While Cook suggests he hopes the band had a hand in “changing things”, there is no doubt you can almost feel the energy of when the group began to take off when he discusses those pre-fame nights at the 100 Club. He recalls one fan in particular.
“I remember seeing Shane MacGowan at the 100 Club. We would play on Tuesday nights. It started off as 20, then it would be 30, 40, and then we'd walk around the corner, and there would be a queue around Oxford Street at six o'clock. We thought: ‘fucking hell, we’re on our way'.”
- Sex Pistols (featuring Frank Carter) play at 3Arena, Dublin, on December 7 as part of their 50th Anniversary Anarchy In The U.K. and Ireland Tour
The Sex Pistols' ending in 1978 was swamped in turmoil. It leaves a sense of what might have been, had the line-up held, if Sid Vicious had lived, and if the band had not burned out so fast.
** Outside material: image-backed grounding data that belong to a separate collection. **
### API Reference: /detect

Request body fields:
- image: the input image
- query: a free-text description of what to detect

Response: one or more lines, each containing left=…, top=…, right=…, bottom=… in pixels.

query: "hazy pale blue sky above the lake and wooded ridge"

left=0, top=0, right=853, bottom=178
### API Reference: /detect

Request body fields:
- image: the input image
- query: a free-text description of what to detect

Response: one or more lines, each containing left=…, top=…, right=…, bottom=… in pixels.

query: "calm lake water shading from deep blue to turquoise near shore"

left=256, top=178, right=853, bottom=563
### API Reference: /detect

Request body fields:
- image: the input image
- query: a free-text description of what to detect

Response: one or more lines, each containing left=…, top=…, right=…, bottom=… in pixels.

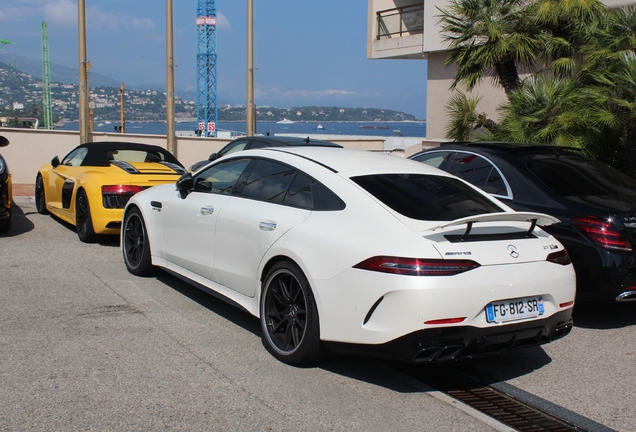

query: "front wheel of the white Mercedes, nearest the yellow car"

left=122, top=208, right=156, bottom=276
“Sid could have and probably might have been a big star in his own right,” says Cook. “He had everything going for him. He had the look, he invented the pogo, and he could sing all right. He definitely could have made a career, but obviously it wasn’t to be. He was on a one-way ticket really.”
While Vicious was a good fit for the Pistols visually, the band suffered musically without Glen Matlock, an essential songwriting element of the original four-piece who departed in 1978. “Glen should have stayed. That was a bad decision,” admits Cook today.